Group protests execution, claims too much doubt
OKLAHOMA CITY — Timothy Shaun Stemple’s family met at the Capitol on Tuesday hoping to get a last minute stay of execution. In less than 48 hours the State of Oklahoma will execute the 46-year-old man for the brutal murder of his wife back in 1996.
Court documents reveal the victim, Trisha Stemple, had fractured bones all over her body, including her skull, and appeared to have been intentionally run over.
Led by the Oklahoma Coalition to Abolish the Death Penalty, the Stemple family gathered at the State Capitol pleading for a stay of execution.
The family says there are theories from forensic pathologists who say the death of the victim was by car accident, not from murder.
The family says that evidence, as well as other items, never made it into court.
“When my sister in law died, my brother didn’t even get to grieve her death. Within a few days, all fingers were pointing to him because he had life insurance and he had an affair,” Janae Smucker said.
She says her brother is no killer.
“There is too much doubt,” Sen. Consatnce Johnson said.
Even those who’ve lost loved ones to murderers stood by the family’s side.
The Pardon and Parole Board voted 4-1 to deny Stemple’s clemency.
All Stemple’s legal appeals have also been denied.
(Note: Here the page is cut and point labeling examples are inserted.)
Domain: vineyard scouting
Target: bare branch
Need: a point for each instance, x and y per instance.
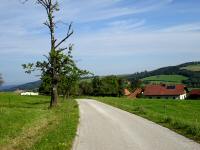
(62, 49)
(69, 33)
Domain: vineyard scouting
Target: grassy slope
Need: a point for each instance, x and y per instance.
(165, 78)
(180, 116)
(27, 123)
(192, 67)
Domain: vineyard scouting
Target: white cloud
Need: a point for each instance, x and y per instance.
(94, 10)
(191, 27)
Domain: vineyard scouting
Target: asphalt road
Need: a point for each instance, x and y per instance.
(103, 127)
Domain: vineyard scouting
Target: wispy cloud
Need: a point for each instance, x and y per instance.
(191, 27)
(106, 9)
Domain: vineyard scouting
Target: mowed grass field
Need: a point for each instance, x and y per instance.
(180, 116)
(165, 79)
(192, 67)
(27, 123)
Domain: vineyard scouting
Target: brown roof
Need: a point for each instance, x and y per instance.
(135, 93)
(195, 92)
(164, 90)
(126, 92)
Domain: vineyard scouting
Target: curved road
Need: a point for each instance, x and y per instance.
(103, 127)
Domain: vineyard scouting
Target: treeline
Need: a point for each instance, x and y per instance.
(97, 86)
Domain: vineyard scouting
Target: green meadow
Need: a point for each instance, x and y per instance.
(27, 123)
(180, 116)
(165, 79)
(194, 68)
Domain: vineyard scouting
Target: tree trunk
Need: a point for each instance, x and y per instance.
(54, 94)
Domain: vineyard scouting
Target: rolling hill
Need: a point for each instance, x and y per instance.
(168, 79)
(187, 73)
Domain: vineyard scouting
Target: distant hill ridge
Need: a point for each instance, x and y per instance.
(193, 77)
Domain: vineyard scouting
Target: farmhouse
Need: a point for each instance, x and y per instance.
(135, 94)
(165, 91)
(126, 92)
(194, 94)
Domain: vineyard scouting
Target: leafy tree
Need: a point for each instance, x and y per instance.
(69, 79)
(1, 80)
(85, 88)
(56, 59)
(108, 86)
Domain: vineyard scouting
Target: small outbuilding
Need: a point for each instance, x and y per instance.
(162, 91)
(194, 94)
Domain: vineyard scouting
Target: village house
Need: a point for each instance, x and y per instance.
(194, 94)
(163, 91)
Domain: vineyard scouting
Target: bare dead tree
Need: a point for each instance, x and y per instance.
(53, 65)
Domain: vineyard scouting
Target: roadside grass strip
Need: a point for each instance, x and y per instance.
(27, 123)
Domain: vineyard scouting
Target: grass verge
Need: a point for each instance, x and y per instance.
(180, 116)
(27, 123)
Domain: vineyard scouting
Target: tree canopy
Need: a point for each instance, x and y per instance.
(59, 61)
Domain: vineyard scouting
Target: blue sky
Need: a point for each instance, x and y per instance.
(111, 36)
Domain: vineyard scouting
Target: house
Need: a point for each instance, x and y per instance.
(126, 92)
(194, 94)
(136, 93)
(165, 91)
(29, 93)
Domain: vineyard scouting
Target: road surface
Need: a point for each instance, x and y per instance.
(103, 127)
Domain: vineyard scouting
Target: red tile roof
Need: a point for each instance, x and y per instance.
(126, 92)
(195, 92)
(135, 93)
(163, 90)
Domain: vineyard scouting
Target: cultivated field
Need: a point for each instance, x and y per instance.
(192, 67)
(27, 123)
(165, 79)
(181, 116)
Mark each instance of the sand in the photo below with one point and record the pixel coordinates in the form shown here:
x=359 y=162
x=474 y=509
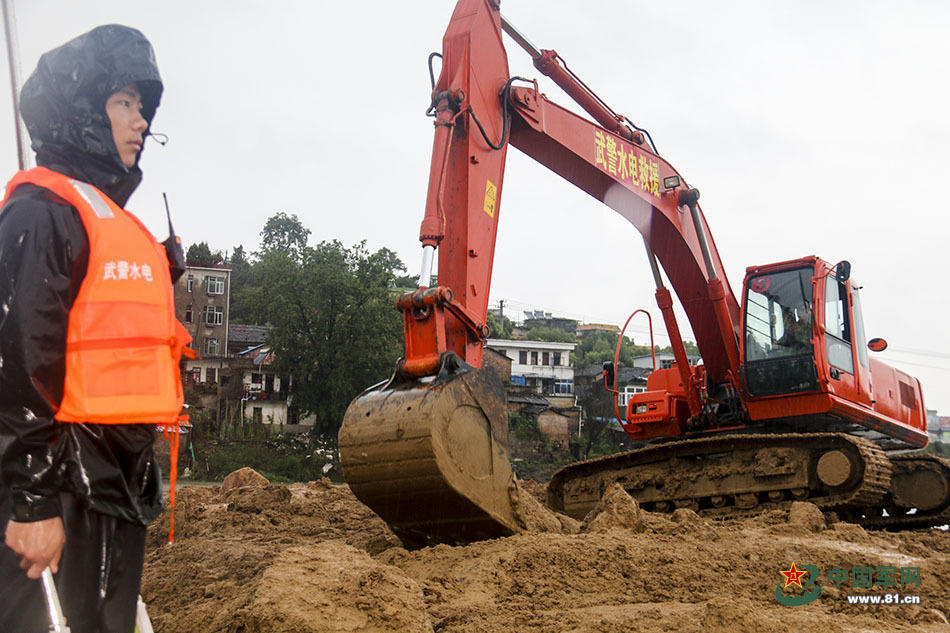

“We don’t have the power to grant clemency without a recommendation from the (Pardon and Parole) board,” Alex Weintz said, Gov. Fallin’s spokesman. “The governor does have the power to issue a stay but she does not plan to do that.”
Stemple is scheduled for execution by lethal injection Thursday at 6 p.m.
The Oklahoma Coalition to Abolish the Death Penalty says the state has released 10 people from death row who were wrongfully convicted.